I don’t like the sound of this snippet:

We can expect a literary culture of pleasure and immediate gratification. Reading on a screen speeds you up: you don’t linger on the language; you just click through. We’ll see less modernist-style difficulty and more romance-novel-style sentiment and high-speed-narrative throughput.

Actually, I don’t like the sound of other parts of this proposed new future. But its basis seems reasonably sound. What does this mean for writers (big picture)? For editors and proofreaders?

Via Shelf Awareness.


2 responses to “The changing novel

  1. I read this article yesterday, and I read it with dismay. Yet there is nothing new here, nothing that hasn’t been coming for a long time.

    The intellectual property issue:
    Most users of the internet seem to honestly believe that if they can right-click and copy it, then it’s in the public domain.
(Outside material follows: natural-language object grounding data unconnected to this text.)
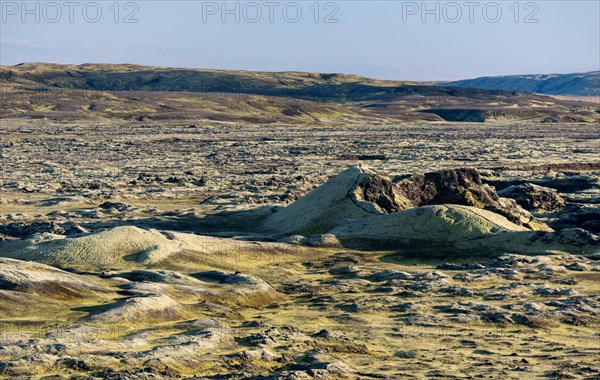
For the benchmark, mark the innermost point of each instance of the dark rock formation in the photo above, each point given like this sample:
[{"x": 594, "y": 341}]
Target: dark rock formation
[{"x": 534, "y": 197}]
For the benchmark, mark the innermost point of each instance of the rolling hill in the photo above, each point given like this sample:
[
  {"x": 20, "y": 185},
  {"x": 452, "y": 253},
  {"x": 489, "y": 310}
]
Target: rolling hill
[
  {"x": 141, "y": 93},
  {"x": 580, "y": 84}
]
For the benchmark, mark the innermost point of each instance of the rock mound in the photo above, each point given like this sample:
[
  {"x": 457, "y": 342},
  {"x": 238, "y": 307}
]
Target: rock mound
[
  {"x": 534, "y": 197},
  {"x": 323, "y": 208},
  {"x": 39, "y": 279},
  {"x": 102, "y": 249},
  {"x": 153, "y": 308}
]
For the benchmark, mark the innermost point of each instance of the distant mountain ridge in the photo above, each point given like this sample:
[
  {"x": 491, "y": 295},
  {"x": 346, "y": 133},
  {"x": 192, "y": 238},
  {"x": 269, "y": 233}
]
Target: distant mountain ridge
[
  {"x": 139, "y": 93},
  {"x": 579, "y": 84}
]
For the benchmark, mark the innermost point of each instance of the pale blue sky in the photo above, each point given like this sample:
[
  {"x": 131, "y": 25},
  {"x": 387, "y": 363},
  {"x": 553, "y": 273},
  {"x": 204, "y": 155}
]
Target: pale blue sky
[{"x": 381, "y": 39}]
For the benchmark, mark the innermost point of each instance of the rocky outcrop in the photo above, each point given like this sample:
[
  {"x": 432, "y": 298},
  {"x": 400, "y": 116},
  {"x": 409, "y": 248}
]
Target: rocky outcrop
[{"x": 534, "y": 197}]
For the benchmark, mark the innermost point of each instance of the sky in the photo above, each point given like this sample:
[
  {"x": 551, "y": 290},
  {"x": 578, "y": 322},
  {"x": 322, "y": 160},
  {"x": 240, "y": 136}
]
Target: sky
[{"x": 402, "y": 40}]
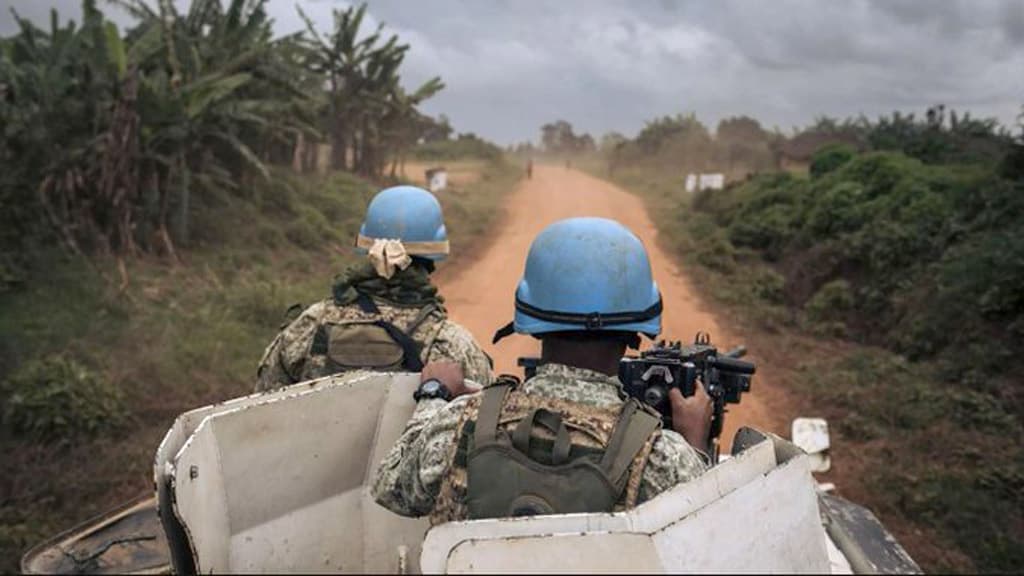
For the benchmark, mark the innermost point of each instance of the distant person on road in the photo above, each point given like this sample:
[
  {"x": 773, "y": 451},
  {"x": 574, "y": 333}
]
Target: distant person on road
[
  {"x": 384, "y": 313},
  {"x": 564, "y": 441}
]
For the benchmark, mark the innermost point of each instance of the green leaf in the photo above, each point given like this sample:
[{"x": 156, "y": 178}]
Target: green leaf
[
  {"x": 147, "y": 44},
  {"x": 208, "y": 90},
  {"x": 116, "y": 49}
]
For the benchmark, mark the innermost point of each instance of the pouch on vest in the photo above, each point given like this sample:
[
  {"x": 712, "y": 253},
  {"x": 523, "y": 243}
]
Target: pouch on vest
[
  {"x": 372, "y": 343},
  {"x": 363, "y": 345},
  {"x": 521, "y": 475}
]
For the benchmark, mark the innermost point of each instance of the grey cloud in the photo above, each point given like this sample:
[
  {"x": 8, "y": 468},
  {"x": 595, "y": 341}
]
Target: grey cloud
[{"x": 511, "y": 66}]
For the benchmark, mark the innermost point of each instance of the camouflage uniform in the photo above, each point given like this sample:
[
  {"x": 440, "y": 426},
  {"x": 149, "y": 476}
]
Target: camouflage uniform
[
  {"x": 424, "y": 474},
  {"x": 403, "y": 300},
  {"x": 288, "y": 359}
]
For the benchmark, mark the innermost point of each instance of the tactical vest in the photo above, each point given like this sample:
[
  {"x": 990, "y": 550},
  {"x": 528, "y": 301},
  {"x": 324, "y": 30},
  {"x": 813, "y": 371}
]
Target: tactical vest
[
  {"x": 523, "y": 475},
  {"x": 372, "y": 343}
]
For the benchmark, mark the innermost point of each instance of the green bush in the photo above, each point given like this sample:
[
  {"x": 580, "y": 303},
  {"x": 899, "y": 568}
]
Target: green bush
[
  {"x": 830, "y": 158},
  {"x": 57, "y": 399}
]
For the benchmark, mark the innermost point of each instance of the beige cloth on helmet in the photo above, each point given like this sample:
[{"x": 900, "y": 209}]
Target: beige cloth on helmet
[{"x": 388, "y": 256}]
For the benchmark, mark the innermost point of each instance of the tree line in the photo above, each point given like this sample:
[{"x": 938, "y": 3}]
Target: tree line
[{"x": 111, "y": 137}]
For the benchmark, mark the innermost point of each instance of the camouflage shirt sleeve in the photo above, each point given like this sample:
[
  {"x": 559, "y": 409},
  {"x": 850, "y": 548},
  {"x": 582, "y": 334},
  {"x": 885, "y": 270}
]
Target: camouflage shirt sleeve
[
  {"x": 282, "y": 361},
  {"x": 456, "y": 343},
  {"x": 409, "y": 479},
  {"x": 672, "y": 461}
]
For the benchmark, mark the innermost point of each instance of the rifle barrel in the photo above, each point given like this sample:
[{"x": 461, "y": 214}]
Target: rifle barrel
[{"x": 737, "y": 352}]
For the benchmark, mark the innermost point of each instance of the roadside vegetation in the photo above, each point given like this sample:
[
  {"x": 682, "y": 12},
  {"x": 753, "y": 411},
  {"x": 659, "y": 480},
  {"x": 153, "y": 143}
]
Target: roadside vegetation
[
  {"x": 169, "y": 192},
  {"x": 885, "y": 272}
]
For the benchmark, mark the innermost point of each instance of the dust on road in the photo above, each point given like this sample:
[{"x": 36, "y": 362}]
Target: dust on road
[{"x": 479, "y": 294}]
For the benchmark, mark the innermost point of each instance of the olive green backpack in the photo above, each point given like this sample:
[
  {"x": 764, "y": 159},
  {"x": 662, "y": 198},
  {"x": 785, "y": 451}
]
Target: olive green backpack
[
  {"x": 522, "y": 475},
  {"x": 374, "y": 344}
]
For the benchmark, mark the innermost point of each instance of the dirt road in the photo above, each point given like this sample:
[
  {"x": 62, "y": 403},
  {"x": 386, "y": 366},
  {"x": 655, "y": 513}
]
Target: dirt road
[{"x": 479, "y": 295}]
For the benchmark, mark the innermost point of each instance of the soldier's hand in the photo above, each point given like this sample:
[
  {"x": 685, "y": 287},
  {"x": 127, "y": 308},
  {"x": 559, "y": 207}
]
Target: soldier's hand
[
  {"x": 450, "y": 374},
  {"x": 691, "y": 416}
]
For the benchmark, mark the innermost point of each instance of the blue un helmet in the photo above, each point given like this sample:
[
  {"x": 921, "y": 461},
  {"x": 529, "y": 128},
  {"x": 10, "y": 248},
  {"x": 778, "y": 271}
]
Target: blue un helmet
[
  {"x": 410, "y": 214},
  {"x": 583, "y": 275}
]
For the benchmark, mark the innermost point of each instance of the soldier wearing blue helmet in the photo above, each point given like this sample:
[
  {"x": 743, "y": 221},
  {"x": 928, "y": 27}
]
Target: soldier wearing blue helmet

They freely use long sections of this and that, and images from somewhere else, with no attempt at any kind of citation or notice. It is no surprise that the concepts of ownership and authorship are going out the cyberwindow.

    The quality issue:
    Novels on cell phones? I first read of this perhaps a year ago, and I found the thought quite unrealistic, and yet, look at what MP3s and YouTube have done to the quality of music and video. It wasn’t long ago that audiophiles everywhere were plugging their ears at the horror of digital music, and yet now, it’s the standard. When “Hill Street Blues” pioneered the use of shaky hand-held cameras for broadcast TV, it was said to be a step in the wrong direction. Now it’s so common we just don’t notice any more.

    In a world where music is comething you listen to from your cell phone or a tiny little thing no bigger than the wrist watch nobody wears any more, in a world where video is smeary, blurry clips with pixels the size of matchheads, in a world where you freely trade both with all your friends, how is the writer going to make a living?

    Levi Montgomery

  2. Fan fiction is what the world is coming to? Sad very sad.